What you are describing sounds a lot like the Merleau-Ponty, Bateson, et al
blind man with the stick example. for those on the list
who have not seen this discussion, which reaches back about 25 years now,
google lchc for "blind man" "stick".
Wolf- Michael has been reading Heidegger over the summer and agrees that he
is relevant to CHAT discussions. David and Andy and
other may be able to help. Or, we can go offline for a couple of months,
catch swine flu, be quarantined, and read English translations
that will prove inadequate!
I am still left very uncertain about the mono-semic use of "consciousness"
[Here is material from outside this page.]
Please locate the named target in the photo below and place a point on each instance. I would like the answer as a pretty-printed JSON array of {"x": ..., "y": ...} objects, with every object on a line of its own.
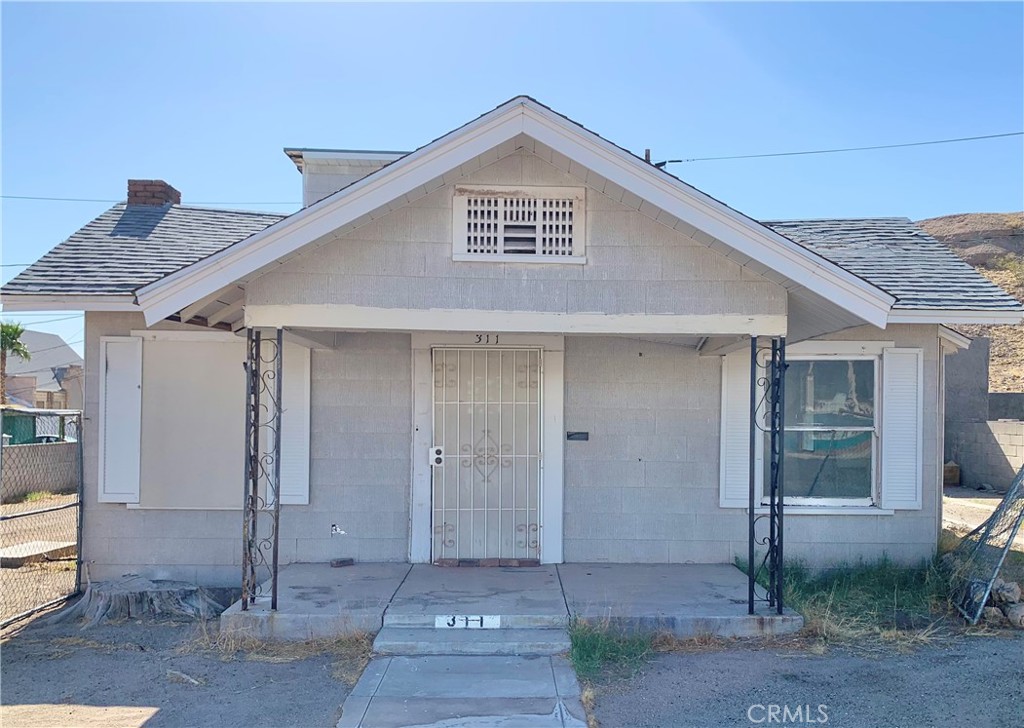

in this discussion and it seems relevant. But that, too,
may be a misunderstanding. So much is and its so hard to distinguish from
disagreements[?]
mike-the-emoticom shortcutter.
On Tue, Aug 18, 2009 at 8:01 PM, Tony Whitson <twhitson@udel.edu> wrote:
> To make another connection: Maybe we could correlate this with the
> difference, in Dewey's terms, between being engaged instrumentally with
> something (the tool) in our response to a problematic situation, versus our
> engagement with that same thing (tool) when IT BECOMES the problematic
> situation.
>
> Also, it strikes me that there may be a problem with the terminology.
> "zuhanden" is translated as "ready-to-hand"
> "vorhanden" is translated as "present-at-hand"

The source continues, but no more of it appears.